The Electrologica X1 and X8 computers

X1 console
The X1 computer was conceived in 1958 at the Mathematical Centre in Amsterdam, and commercially produced by Electrologica NV in The Hague, a company specially established for this purpose, and the first of its sort in the Netherlands (Philips was not interested in building computers at the time). It has been successful - at least 31 machines were sold, many of them to other European countries. The X1's successor was the X8 (1965), also a well-designed and successful machine. The Electrologica story ended in 1966 when the company was taken over by Philips, its main components producer (IBM being another important Philips customer for computer components....).
X1 logo
The basic X1 machine, fitting in a large writing desk (see illustration) consisted of an arithmetic unit and several registers, in particular two 27-bits accumulators A and S, a condition register, an instruction register, and an index register. A and S could be used together as a single double-length register for multiply and divide operations. The basic machine had a built-in 'live' (i.e. random-access) memory of 512 words of 28 bits (including 1 sign bit and 1 parity bit); and 700 words of 'dead' (i.e. read-only) memory. More memory could be added in separate storage cabinets, up to 32768 (2^15) words, including additional read-only memory. Normally there was no magnetic drum, disk or other type of secondary memory (a magnetic drum was an optional extension, however) . The interaction of the operator with the machine was mainly by means of the console lights, switches and audible alarms.

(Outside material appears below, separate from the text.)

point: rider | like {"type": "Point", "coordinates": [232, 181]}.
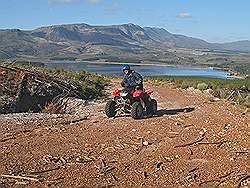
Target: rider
{"type": "Point", "coordinates": [131, 80]}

An X1 backplane with plug-in modules, and a folio-sized binder with the modules' schematics.
Lower left corner: one of the modules, without sealing and cover. The Philips OC47 germanium transistors are clearly visible.
Collection UvA Computer Museum, donated by Mr. F.A.M. Korst.

The X1 was completely transistorized ('as transistors do not produce any heat, no cooling apparatus is necessary', according to a sales brochure). The memory, both RAM and ROM, used ferrite cores. The number representation was binary, which was, in the late 50's, not the obvious choice for machines mainly intended for administrative applications - more often, binary coded decimal was used.

X8 zaal

This is the control room of the Grande Dixence project in the vicinity of Zermatt, Switzerland. The complex problem of managing this large distributed hydropower system was tackled by deploying an Electrologica X8 computer system.
Photograph by courtesy of Mr. J.A. Th. M. van Berckel.

The X8 was much faster than its predecessor, the X1: An interesting feature was the use of a separate, independent peripheral processor ('CHARON') which handled the communication between the X8 proper and magnetic tape, drum memory, punched tape and punched card, and telecom equipment. Algol, Fortran and Cobol compilers came with the standard package.

The X8 at the Mathematical Centre has been in service until 1972, when it was replaced by the Control Data Cyber 6500 mainframe of the SARA academic computer centre in Amsterdam.
Another X8 was located at the Institute for Nuclear Physics (IKO) in Amsterdam, where it was used with the BOL project.

Only a few pieces of Electrologica-related hardware are in our collection, among which the Friden Flexowriter, used as a terminal for the X1 and X8. We have, though, a fair amount of documentation and other printed documents.